Two Novel Techniques for Graph Optimization — Cycle Based Formulation and Change of Optimal Values

Publication Type:
Thesis
Issue Date:
2020
Full metadata record
Graph optimization (GO) is an essential enabling technique widely used in the simultaneous localization and mapping (SLAM), sensor fusion, Lidar based or visual-inertial based navigation systems (VINS). As its name suggests, the graph optimization lies at the intersection of probabilistic inference, sparse linear algebra, and graph theory. In its explicit form, it is a sparse least squares derived from a maximum likelihood estimation (MLE). This thesis contains two fundamental contributions regarding this topic. A GO can be conventionally represented as a graph with vertices being (unobserved) latent variables, and edges being observed measurements. This vertex-edge paradigm has dominated the GO literature, which in essence solves the problem in the cut space of the graph. In this thesis, we firstly investigate a special GO instance, i.e., pose-graph optimization (PGO), and propose an orthogonal complementary formulation that solves PGO in the cycle space. For sparse graphs, which is typically the case for PGO, the cycle based formulation has a lower dimension of state variables, and takes a form of minimum norm optimization. By exploiting the sparsity by a minimum cycle basis (MCB), the cycle based PGO yields a superior convergence property against its vertex-based counterpart while being cheaper to compute. The second contribution is the theory on how to forecast the change of optimal values (COOV) in incrementally constructed GO instances.

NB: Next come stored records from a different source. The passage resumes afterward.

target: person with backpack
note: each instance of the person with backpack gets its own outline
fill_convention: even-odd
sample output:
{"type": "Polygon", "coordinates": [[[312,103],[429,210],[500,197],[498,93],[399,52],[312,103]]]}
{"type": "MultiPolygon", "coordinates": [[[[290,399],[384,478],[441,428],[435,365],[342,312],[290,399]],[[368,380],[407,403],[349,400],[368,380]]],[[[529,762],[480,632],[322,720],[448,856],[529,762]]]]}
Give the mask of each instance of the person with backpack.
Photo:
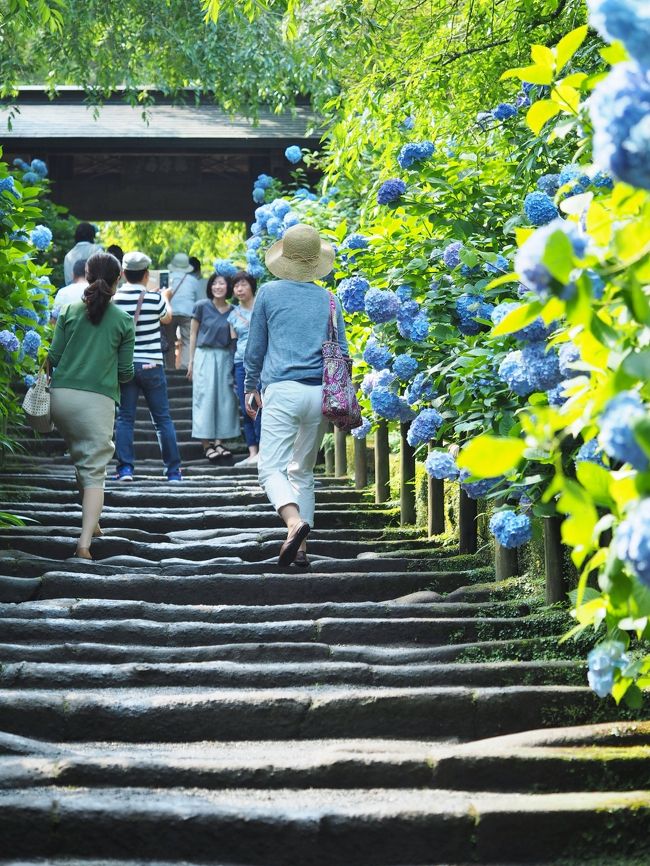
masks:
{"type": "Polygon", "coordinates": [[[67,304],[57,319],[48,361],[52,421],[65,440],[82,494],[81,534],[76,556],[92,559],[100,535],[106,467],[113,456],[115,404],[120,383],[133,378],[133,320],[112,304],[120,265],[108,253],[86,262],[83,298],[67,304]]]}
{"type": "Polygon", "coordinates": [[[204,296],[204,282],[195,273],[194,265],[186,253],[176,253],[168,265],[170,289],[169,302],[172,318],[164,323],[165,366],[176,369],[176,339],[180,337],[181,353],[179,368],[187,370],[190,357],[190,332],[194,305],[204,296]]]}
{"type": "Polygon", "coordinates": [[[169,411],[167,378],[160,345],[160,325],[171,322],[171,289],[161,292],[147,288],[151,259],[142,252],[126,253],[122,261],[126,283],[115,294],[115,304],[135,322],[134,377],[122,385],[120,408],[115,425],[115,452],[119,481],[133,481],[135,413],[140,394],[151,413],[158,445],[170,482],[183,480],[176,429],[169,411]]]}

In specific, this thesis develops analytical equations to calculate COOV in case of least squares optimization, and minimum norm optimization. The equation is exactly proved under linear cases, and extends to nonlinear cases via linearizations. We show that COOV bears the same computational complexity as the mutual information (MI) in incremental scenarios, while both COOV and MI well complement one another. As a final contribution, we design several derived applications based on the proposed COOV metric, that demonstrates its effectiveness in outlier detection, cost forecasting, and enhancing the overall robustness in incremental settings. It can be foreseen that numerous applications can be generated based on the two cornerstones in this thesis, and the author would like to leave this part as a future research direction, and open to the community.